Graded quasiperiodic metamaterials perform fractal rainbow trapping

Abstract

The rainbow trapping phenomenon of graded metamaterials can be combined with the fractal spectra of quasiperiodic waveguides to give a metamaterial that performs fractal rainbow trapping. This is achieved through a graded cut-and-project algorithm that yields a projected geometry for which the effective projection angle is graded along its length. As a result, the fractal structure of local band gaps varies with position, leading to broadband fractal rainbow trapping.
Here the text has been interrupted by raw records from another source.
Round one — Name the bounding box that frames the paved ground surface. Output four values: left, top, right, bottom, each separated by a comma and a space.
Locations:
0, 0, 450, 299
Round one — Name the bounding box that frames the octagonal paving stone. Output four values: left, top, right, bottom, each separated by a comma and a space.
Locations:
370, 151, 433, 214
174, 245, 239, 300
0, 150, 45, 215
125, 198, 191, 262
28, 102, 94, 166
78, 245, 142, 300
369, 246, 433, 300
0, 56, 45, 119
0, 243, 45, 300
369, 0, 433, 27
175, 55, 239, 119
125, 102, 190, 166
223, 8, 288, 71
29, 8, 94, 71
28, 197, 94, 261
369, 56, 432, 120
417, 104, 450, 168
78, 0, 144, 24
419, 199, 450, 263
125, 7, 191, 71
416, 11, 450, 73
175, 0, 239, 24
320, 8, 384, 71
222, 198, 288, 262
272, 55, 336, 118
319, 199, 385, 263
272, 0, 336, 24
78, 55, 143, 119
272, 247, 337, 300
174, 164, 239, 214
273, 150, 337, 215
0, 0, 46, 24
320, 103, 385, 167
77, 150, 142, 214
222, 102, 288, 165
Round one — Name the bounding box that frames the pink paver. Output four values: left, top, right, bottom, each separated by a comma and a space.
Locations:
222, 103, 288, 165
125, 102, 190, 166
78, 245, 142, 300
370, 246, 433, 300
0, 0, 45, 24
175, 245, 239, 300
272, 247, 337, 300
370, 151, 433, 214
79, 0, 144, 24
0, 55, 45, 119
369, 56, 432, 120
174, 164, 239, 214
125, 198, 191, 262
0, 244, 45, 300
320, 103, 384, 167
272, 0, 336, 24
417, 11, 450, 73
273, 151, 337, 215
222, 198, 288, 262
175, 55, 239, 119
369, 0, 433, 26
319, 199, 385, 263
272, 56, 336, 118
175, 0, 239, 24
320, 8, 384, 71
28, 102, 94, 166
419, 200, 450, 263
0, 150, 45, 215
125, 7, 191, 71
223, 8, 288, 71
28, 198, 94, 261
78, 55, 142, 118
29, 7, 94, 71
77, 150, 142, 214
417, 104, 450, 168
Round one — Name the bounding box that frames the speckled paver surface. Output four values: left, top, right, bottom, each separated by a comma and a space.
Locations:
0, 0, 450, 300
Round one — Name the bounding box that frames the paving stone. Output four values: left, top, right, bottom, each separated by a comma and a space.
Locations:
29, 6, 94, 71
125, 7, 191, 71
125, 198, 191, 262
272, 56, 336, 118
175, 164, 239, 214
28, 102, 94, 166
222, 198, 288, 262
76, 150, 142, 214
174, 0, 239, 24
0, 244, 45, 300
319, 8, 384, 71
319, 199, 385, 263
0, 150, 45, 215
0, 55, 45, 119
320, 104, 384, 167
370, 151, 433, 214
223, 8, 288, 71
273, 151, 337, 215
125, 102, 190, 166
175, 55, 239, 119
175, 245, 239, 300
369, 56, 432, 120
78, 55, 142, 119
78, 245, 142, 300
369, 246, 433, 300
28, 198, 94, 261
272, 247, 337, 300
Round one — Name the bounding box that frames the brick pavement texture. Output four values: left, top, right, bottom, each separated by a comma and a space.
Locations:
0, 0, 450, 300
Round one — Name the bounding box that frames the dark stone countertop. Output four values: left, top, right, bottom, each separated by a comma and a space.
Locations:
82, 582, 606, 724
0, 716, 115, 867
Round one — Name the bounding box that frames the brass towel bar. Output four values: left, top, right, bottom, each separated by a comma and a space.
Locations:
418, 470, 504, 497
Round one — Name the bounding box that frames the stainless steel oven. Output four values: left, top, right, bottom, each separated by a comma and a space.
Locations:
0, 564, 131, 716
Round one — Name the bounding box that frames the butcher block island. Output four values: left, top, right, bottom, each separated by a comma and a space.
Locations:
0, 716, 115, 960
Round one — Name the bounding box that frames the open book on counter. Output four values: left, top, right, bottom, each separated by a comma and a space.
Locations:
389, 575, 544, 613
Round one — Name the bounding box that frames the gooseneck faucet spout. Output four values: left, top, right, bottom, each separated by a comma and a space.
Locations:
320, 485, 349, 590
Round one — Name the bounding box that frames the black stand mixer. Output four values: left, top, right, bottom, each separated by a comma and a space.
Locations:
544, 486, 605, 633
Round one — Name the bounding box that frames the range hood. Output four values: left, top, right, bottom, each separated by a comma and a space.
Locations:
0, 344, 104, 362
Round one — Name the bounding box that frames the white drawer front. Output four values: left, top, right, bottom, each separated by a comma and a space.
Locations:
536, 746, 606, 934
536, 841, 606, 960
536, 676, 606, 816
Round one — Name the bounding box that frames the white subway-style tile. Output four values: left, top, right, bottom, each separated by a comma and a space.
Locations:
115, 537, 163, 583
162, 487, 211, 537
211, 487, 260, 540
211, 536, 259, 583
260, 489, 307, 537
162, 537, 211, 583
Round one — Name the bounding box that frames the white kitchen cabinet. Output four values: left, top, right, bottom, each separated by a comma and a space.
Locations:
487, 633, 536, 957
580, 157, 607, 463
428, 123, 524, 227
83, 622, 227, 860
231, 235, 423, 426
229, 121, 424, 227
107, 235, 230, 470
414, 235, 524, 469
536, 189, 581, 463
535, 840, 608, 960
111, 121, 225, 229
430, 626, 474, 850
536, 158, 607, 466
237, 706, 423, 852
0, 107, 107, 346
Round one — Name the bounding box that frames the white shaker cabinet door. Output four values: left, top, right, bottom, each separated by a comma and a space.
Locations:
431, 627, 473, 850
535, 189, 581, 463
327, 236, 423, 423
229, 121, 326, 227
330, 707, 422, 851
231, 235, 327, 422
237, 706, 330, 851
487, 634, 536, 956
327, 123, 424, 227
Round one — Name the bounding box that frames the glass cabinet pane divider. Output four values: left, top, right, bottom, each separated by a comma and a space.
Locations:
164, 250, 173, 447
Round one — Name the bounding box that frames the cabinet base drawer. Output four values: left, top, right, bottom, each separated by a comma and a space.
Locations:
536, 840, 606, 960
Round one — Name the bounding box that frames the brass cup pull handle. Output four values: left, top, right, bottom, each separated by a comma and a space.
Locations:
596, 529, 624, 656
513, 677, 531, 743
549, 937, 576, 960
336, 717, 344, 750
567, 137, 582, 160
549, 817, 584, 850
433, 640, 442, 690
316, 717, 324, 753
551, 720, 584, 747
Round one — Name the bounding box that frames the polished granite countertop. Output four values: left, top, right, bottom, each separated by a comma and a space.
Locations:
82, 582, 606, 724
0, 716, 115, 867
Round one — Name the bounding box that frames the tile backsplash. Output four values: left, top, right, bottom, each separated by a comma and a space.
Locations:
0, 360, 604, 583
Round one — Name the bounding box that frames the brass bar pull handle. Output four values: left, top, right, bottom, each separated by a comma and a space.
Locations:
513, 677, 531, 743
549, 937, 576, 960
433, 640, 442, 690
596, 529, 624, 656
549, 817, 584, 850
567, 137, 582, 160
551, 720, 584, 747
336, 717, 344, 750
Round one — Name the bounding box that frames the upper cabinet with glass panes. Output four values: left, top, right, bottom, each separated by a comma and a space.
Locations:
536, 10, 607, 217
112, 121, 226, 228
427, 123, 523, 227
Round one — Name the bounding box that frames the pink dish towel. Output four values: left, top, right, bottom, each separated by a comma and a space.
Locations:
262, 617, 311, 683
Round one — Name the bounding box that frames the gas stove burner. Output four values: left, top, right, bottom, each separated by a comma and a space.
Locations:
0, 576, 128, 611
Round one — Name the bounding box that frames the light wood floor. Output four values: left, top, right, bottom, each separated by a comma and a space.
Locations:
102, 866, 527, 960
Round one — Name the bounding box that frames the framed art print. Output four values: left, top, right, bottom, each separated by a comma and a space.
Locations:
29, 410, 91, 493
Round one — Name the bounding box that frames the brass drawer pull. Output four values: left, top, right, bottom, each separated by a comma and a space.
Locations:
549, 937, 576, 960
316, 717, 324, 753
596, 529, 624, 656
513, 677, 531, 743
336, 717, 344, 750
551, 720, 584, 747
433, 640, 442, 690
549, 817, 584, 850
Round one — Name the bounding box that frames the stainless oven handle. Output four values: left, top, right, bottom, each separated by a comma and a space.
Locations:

We demonstrate this principle by designing an acoustic waveguide, which is characterised using theory, simulation and experiments.

Figures (10)

• Figure 1: Experimental schematic and cut-and-project algorithm: (a) 127 acoustically rigid rods (of diameter 4 mm) are placed at positions determined by the graded cut-and-project algorithm, forming an array of length $L$ = 1.5 m, shown without the enclosing waveguide. (b,c) End-views of source (loudspeaker) and receiver (microphone) positions respectively, with enclosing waveguide shown with a square-cross section of width $w$ = 2 cm. (d) Schematic of the graded cut-and-project algorithm, which projects a square lattice $\Lambda$ onto a quadratic curve. The rod positions and sample geometry are further detailed in the supplementary material.
• Figure 2: The spectral 'butterfly'. Varying the cut-and-project angle $\theta$ of a square lattice causes the band gaps to shift and open or close. Any points in the square periodic lattice $\Lambda$ that are within a distance $w$ of the straight line $\Gamma$ are projected onto the line, yielding the quasicrystal $\mathcal{P}(\Lambda)$.
• Figure 3: Comparison of the transmission spectra between (a) theory and lossless FEM simulations, and (b) Lossy FEM simulation (thermo-viscous physics) and experimental results. Note the same scales in both panels.
• Figure 4: Demonstration of the fractal rainbow effect. FEM simulations showing frequency spectra as a function of position. The numbered lines show the measurement positions (supplementary material), with the corresponding experimental comparisons shown in the numbered plots (same frequency axis).
• Figure 5: If the projection angle $\theta$ is such that $\tan\theta$ is rational, then the projected quasicrystal is periodic so its spectrum can be computed using Floquet-Bloch.